Here is how Boyden told this story in a speech to high school students last year:
“How did we make ourselves so lucky? … Simply put, try to think of every way of solving a problem… In this case, we made a list of all the forms of energy you can deliver to the brain – there’s light, sound, radio waves, a few other things. You can write the whole list down in a couple minutes. I liked light because it’s faster than anything else, and you can aim it precisely. Next question: how do you make brain cells sense light? Well, you can either design a tiny solar panel, or you can try to find one. That’s the whole list, just two cases. Finding one sounded easier. So we started emailing people, asking anyone who would listen – could you send us the light-driven molecule that you are studying, so we could put it into brain cells? And some people replied. We were in business! We took one molecule, put it in a brain cell, and as I told you, we could activate it with light. By writing down every way of solving a problem, in a systematic way, you can hone in on the best path. You may even find ideas you wouldn’t ordinarily think about. It helps you make a map of your own, when none is given to you.”

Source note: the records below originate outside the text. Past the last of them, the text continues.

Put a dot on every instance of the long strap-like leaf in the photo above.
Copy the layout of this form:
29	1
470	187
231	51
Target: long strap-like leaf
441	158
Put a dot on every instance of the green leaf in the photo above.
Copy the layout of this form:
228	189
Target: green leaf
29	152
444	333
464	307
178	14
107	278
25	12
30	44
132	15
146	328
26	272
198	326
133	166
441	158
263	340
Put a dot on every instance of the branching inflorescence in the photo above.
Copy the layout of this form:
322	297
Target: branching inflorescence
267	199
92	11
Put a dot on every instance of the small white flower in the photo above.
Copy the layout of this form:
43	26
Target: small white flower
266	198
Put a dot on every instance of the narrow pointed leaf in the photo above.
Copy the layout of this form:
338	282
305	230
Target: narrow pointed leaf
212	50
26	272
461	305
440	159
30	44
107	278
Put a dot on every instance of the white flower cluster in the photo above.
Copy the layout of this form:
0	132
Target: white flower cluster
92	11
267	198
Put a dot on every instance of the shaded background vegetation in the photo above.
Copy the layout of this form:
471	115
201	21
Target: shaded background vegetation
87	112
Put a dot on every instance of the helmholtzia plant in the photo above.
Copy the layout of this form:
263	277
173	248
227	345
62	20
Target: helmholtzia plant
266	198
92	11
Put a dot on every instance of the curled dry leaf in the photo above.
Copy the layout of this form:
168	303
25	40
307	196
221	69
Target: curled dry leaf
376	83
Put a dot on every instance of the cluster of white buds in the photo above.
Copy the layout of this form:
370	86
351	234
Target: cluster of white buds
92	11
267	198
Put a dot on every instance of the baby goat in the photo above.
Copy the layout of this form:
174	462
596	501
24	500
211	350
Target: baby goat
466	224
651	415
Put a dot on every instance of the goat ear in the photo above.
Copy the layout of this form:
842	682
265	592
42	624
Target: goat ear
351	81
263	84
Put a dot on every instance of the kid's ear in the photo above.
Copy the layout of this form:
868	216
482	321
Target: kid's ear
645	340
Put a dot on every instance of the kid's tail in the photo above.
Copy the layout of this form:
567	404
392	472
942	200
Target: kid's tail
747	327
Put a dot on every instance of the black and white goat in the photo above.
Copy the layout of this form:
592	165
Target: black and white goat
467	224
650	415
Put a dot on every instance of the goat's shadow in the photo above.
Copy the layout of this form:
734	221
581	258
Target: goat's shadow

Boyden tells this story as if it was a “simple” thing; a process which could be taught and then executed again and again. I’d normally be skeptical of anybody trying to convince me that they can invent an incredibly useful technology on-demand, but I trust Boyden on this point because he has actually invented a few important technologies, including expansion microscopy and new methods for connectomics. Naturally, I wonder where else we could “engineer serendipity” in biology, and also how we might teach this, but don’t have satisfying answers. (If I did, I’d probably be a multi-millionaire, or at least have some patents by now!)
At the very least, it’s worth trying this approach in your own work. Start by precisely defining your needs, like “I want to turn neurons on- and off at the milliseconds timescale.” Then, write down a list of possibilities to do this. Weigh the pros and cons of each. Drugs are leaky and diffuse everywhere … electricity is too hard to control … light is cheap and abundant, and can be turned on- or off quickly, and we can shine it at a narrow point …
Then, start emailing people. Ask for their advice. Perhaps you’ll quickly figure out that there is an algae, or some other photosynthetic microbe, that has already evolved proteins to sense light! Maybe you could use one of those. And even if you test one of these ideas and it doesn’t pan out, at least you’ll have a starting point to engineer the tool and troubleshoot your strategy.
In biology, we often hear about how the “SEARCH SPACE IS INFINITE” and, in order to find a solution, we need to navigate through this combinatorial explosion of possibilities. The cell just has too many parameters! It’s a Black Box! Yada yada yada. But cearly there are ways to train your mind to precisely define what it is you’re trying to do, and what the specifications of a viable solution must look like, and then narrow down your search space — based on priors — to identify likely solutions that have already evolved in the infinite wisdom of Nature.
We ought to consider, therefore, not only how we can teach this process to students more systematically, but also which technologies we might build using this approach. Can we convene a workshop, or series of workshops, where we get lots of interesting people together in a room to discuss a technological need, and then we enumerate the options, weigh the pros and cons, and come up with a plan to find solutions? Let’s test it out.